Remember when Gaddafi was toppled and most, if not all of us were excited to hear of a victory for democracy?And even some opinions spoke to the fact that someone, President Obama, finally achieved something over there. However, as it moves into the summer, 2012’s Arab Spring has proved that the story has changed.
In the West, we are observing the events of the Arab Spring through many media outlets. From the newspaper to our smart phones, we often see — all in the name of democracy — various flags of Arabic countries flying among frustrated or triumphant crowds and bloody bodies from brutal overthrows. However, do we see women? Actually, how do we see them? If we were to search “Arab Spring” using Google Images, many pictures would pop up, including lots with women. But in most pictures, men and women appear to be in gendered clusters. So, what are these revolutions fighting against? Why are people dying? Okay, I see government corruption; I can check off civil unrest; but, the thing that is left is gendered segregation in every way possible.

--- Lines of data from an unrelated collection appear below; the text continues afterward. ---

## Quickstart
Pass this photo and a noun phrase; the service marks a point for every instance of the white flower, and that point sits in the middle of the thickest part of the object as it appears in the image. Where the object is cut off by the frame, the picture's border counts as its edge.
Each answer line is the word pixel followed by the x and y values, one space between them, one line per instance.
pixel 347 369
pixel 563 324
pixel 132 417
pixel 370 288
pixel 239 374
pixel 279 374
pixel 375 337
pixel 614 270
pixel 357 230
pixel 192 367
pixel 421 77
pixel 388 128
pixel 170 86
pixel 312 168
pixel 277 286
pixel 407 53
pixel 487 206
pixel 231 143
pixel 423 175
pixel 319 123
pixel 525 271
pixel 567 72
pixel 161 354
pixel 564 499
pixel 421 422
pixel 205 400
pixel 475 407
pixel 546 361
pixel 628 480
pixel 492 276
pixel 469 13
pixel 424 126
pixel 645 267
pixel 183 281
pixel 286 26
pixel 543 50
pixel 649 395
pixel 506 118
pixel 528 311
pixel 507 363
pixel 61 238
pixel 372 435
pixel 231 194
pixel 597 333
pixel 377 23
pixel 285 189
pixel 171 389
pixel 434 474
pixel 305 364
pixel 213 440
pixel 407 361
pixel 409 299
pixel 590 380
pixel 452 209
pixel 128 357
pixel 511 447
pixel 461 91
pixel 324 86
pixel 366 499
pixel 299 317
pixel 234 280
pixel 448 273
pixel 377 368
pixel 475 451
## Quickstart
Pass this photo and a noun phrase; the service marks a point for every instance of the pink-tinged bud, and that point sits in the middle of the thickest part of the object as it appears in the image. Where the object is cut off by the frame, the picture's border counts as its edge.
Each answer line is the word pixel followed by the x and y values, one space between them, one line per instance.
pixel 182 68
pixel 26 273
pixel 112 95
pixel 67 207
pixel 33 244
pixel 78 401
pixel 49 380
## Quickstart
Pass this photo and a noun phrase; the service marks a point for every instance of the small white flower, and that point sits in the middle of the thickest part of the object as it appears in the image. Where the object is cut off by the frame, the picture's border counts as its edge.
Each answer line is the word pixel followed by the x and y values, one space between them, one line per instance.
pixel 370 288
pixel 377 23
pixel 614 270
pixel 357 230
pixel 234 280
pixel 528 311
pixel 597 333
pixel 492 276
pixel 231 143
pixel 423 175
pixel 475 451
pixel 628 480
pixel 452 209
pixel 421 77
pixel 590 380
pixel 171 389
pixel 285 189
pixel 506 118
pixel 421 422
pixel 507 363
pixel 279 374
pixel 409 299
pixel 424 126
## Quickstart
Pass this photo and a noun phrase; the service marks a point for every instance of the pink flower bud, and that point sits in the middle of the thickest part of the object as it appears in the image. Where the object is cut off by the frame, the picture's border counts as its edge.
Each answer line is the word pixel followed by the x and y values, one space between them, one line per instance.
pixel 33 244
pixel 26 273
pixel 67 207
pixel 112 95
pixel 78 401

Interestingly, participants in the Arab Spring are fighting for the recognition of their liberties, but it seems like there is an undoing of an “Arab Spring” when we look at the condition of women. Women, often covered with burkas, are still scolded by their brothers on the front lines, and suggestions fly freely that they should return to their “rightful places,” the laundry room or the kitchen, where their abilities are best suited. Some male revolutionaries have condemned women in the Arab Spring even though they have been standing alongside men and chanting the same cries for liberty. Even though women have been very important to the global fight against corrupt theocracies and dictatorships, Sharia law, which governs Islamic society, keeps Arab women’s rights at a standstill. Though these revolutions are still underway, they are counter-productive as more blood is being shed than human rights promotion. There is no real equality, and “separation of mosque and state” is nonexistent. For those of you who need a clearer picture, imagine the U.S. still having laws like Jim Crow Laws while promoting globalized democracy. Doesn’t make any sense, right?
[I know that Jim Crow Laws and Sharia law are completely different; I understand that Jim Crow Laws are specifically racist and Sharia law has been misconstrued as inherently oppressive to women. But, I want to point out that the practice (not the principles) of Sharia law enables that oppression. I think this article and its comments can show what I mean.]
Notice that I didn’t even mention the worst of things, such as the stoning of women who were allegedly promiscuous (which could result from something as little as looking at a man). But, the “ILRie” inside me will allude to another monumental problem: women in the workplace, or the lack thereof. There needs to be an educational revolution for women so that they can be given equal opportunities to work and fight for justice. Overall, there should be a revolution in America for the recognition of women’s rights here and abroad. Otherwise, we would be failing ourselves and the Arab World.
So, what are we currently supporting? Putting all economic/political discussion aside and adopting a human rights vantage point, the U.S. is indirectly funding further oppression of women. The privilege of democracy seems to be a “male-only” concept in the minds of many in the Arab world. Arab women are going to lose out on any potential win for democracy if the mindset of Sharia Law persists. All of the soldiers, reporters, civilians and bystanders dying by the hundreds, growing to the thousands, would have died for an incomplete democracy. I understand that our country did not automatically “poof” into this democratic republic that we are now; in fact, we are nowhere near perfect even a couple hundred years later. I am not saying that the U.S. should cease funding to fight against other injustices, but I am purely clarifying what’s wrong with our support. Overall, if equality is only achieved for parts instead of the whole, it is not true equality for anyone at all. And we, as Americans, know this more than anybody else.